Este estudo mostrou que os pacientes que apresentaram infecções secundárias permaneceram por mais tempo na UTI em relação à aqueles que apresentaram cultura negativa (9,7 dias versus 8,4 dias), o mesmo foi observado levando-se em conta o tempo de ventilação mecânica (10,3 dias versus 6,9 dias) e de antibioticoprofilaxia (13,5 dias versus 7,8 dias). Resultados semelhantes foram obtidos em estudos realizados no Rio de Janeiro e em Porto Alegre24,26. Sabe-se que procedimentos invasivos, tal como a VM, influenciam diretamente na susceptibilidade do paciente em desenvolver infecções oportunistas e com isso, necessitar de um tempo prolongado de internação na UTI e em antibioticoprofilaxia27, tornando-se a principal hipótese para justificar essa associação.

O objetivo principal do estudo foi investigar casos de infecções secundárias em pacientes internados em UTI pela COVID-19 em Barbacena e, durante a análise dos prontuários, ocorreram algumas limitações. Em primeiro lugar, podemos destacar a amostra pequena de pacientes que realizaram cultura, o que pode ser explicado, em parte que, uma vez que alguns foram a óbito antes mesmo de ocorrer a coleta do material ou, ainda, anteriormente à liberação do resultado, ficando indisponível para consulta em prontuário. O objetivo secundário foi analisar os dados clínicos e laboratoriais dos pacientes, porém foi observada uma escassez de dados relatados em prontuários, que por vezes, apresentavam registros incompletos.

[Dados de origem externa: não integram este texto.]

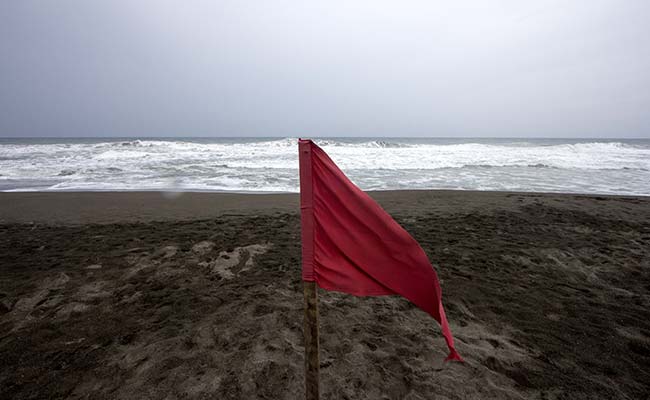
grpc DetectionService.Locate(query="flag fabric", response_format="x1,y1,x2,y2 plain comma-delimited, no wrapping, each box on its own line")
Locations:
298,139,462,361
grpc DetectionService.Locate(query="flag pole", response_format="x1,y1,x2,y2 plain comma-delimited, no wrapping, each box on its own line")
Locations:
303,281,320,400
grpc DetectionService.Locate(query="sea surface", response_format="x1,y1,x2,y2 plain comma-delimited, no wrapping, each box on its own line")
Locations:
0,138,650,196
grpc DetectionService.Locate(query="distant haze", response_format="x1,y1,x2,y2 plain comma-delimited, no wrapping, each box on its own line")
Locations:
0,0,650,138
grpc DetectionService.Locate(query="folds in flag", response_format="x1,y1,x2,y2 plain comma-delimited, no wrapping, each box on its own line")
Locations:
298,139,462,361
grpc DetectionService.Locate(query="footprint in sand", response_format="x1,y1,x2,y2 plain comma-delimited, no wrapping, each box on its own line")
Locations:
195,242,271,279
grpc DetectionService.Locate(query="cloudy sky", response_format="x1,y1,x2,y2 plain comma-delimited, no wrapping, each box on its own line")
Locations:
0,0,650,138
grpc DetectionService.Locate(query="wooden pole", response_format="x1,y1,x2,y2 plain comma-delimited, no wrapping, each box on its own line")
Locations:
303,281,320,400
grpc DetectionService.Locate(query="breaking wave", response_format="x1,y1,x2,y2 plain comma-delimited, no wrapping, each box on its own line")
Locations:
0,138,650,195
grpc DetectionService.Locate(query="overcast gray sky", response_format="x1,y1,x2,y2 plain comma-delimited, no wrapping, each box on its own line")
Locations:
0,0,650,137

É importante salientar que os profissionais diretamente envolvidos na assistência ao paciente com COVID-19, especialmente no ano de 2021 quando houve um número crescente de casos no Brasil, encontravam-se provavelmente assoberbados e esgotados, podendo ter sido encontrado maiores dificuldades para preenchimento completo e detalhado do atendimento desses pacientes nos prontuários.

 

CONCLUSÃO

Apesar das limitações apontadas, é possível concluir que este estudo fornece o perfil epidemiológico dos pacientes que ficaram internados no período de dezembro de 2020 até dezembro de 2021 na UTI do hospital de referência em Barbacena-MG. Ainda que o número amostral tenha sido pequeno, foi possível observar uma elevada taxa de infecções secundárias, uso de antibióticos de forma empírica e óbitos. As coinfecções representam uma ameaça no sucesso do tratamento de doentes hospitalizados, seja por COVID-19 ou por outra condição.

Neste estudo, observou-se que, embora todos os pacientes no momento da admissão tenham feito uso de antibióticos, tal conduta não alterou o desfecho. Além disso, antibióticos de largo espectro também foram utilizados de forma empírica, mesmo em casos de negatividade da cultura. Isso pode ter representado um grande perigo para a proliferação de superbactérias e, consequentemente, pode ter contribuído para um desfecho desfavorável.

Por fim, conclui-se a necessidade de existir um protocolo organizado a respeito da realização de culturas, coleta adequada do material, preenchimento do prontuário, análise laboratorial e utilização de antibióticos, evitando-se o desgaste do sistema de saúde em situações de calamidade, como foi a pandemia da COVID-19.